President provocateur
Despite outcries over his policy that has resulted in children being separated from their parents at the US border, Donald Trump seems ever more inclined to follow his natural, base instincts.
Despite outcries over his policy that has resulted in children being separated from their parents at the border, Donald Trump seems ever more inclined to follow his natural, base instincts.
Communism hasn’t had a week like it since April 1975, when the US’s long, costly and divisive attempt to stem the red tide ended with the greatest helicopter evacuation in history. As the North Vietnamese Army and their Viet Cong auxiliaries encircled Saigon, soon to be renamed Ho Chi Minh City, remaining US personnel and tens of thousands of Vietnamese civilians associated with the South’s puppet regime choppered out to aircraft carriers stationed off the coast, leaving South Vietnam to the tender mercies of its communist conquerors. There were reports that, in their haste, US Embassy staff neglected to destroy a list of 30,000 Vietnamese civilians who had been CIA informants and would therefore be liquidated.
First, the gathering of Western democracies at the G7 summit in Quebec ended in disarray, recorded for posterity in the already famous photograph of US President Donald Trump basking in his fellow summiteers’ exasperation. Comedian Stephen Colbert called it “Still life with douchebag”.
Trump arrived late and left early, after reportedly threatening to send 25 million Mexicans to Japan to engineer Prime Minister Shinzō Abe’s election defeat and telling French President Emmanuel Macron that “all the terrorists are in Paris”. As Trump flew away, he reneged on signing the traditional joint communique. This was in retaliation for “very dishonest and weak” Canadian Prime Minister Justin Trudeau having the temerity to tell a press conference his country wouldn’t be “pushed around” by the US over trade disagreements. Canada runs a trade deficit with the US, but the mild-mannered northern neighbour is a convenient whipping boy for the Make America Great Again (MAGA) campaign.

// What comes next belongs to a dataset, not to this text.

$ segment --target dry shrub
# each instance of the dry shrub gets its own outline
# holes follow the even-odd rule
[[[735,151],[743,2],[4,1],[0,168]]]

It’s hard to believe the US’s traditional allies haven’t got the message that all bets are off, but Trump’s chief trade adviser, Peter Navarro, was leaving nothing to chance. “There’s a special place in hell,” he said, “for any foreign leader that engages in bad-faith diplomacy with President Trump and then tries to stab him in the back.”
NUCLEAR APOCALYPSE
Trump insulted Trudeau via Twitter while en route to Singapore for the photo opportunity that supposedly saved the world from nuclear apocalypse. Bristling at sceptics who questioned what was actually achieved at his meeting with North Korean leader Kim Jongun, Trump’s daughter Ivanka tweeted, “Those who say it cannot be done should not interrupt those doing it – Chinese proverb.”
Even if this really is a Chinese proverb, which it isn’t, it was misapplied, since the most that can be said for her father’s reality-show diplomacy is that it further lowered the temperature. Trump is treating denuclearisation of the Korean Peninsula as a fait accompli, but in fact Kim did nothing more than repeat the vague undertakings that North Korea has been making and breaking for decades. Given the lack of detail and anything resembling a time frame, why should we assume this vague undertaking is any more sincere than those that preceded it?
Trump was much more forthcoming, boosting Kim’s image and international standing in a way that a decade of non-stop state propaganda couldn’t do and announcing an end to “very provocative” US-South Korea joint military exercises. Admittedly, that decision can be easily reversed, but it nevertheless amounted to adopting a suggestion long pushed by China and Russia. And as critics pointed out, if US-South Korea joint exercises are provocative, wouldn’t the same apply to Nato military exercises predicated on a perceived Russian threat, and US naval deployments in the South China Sea?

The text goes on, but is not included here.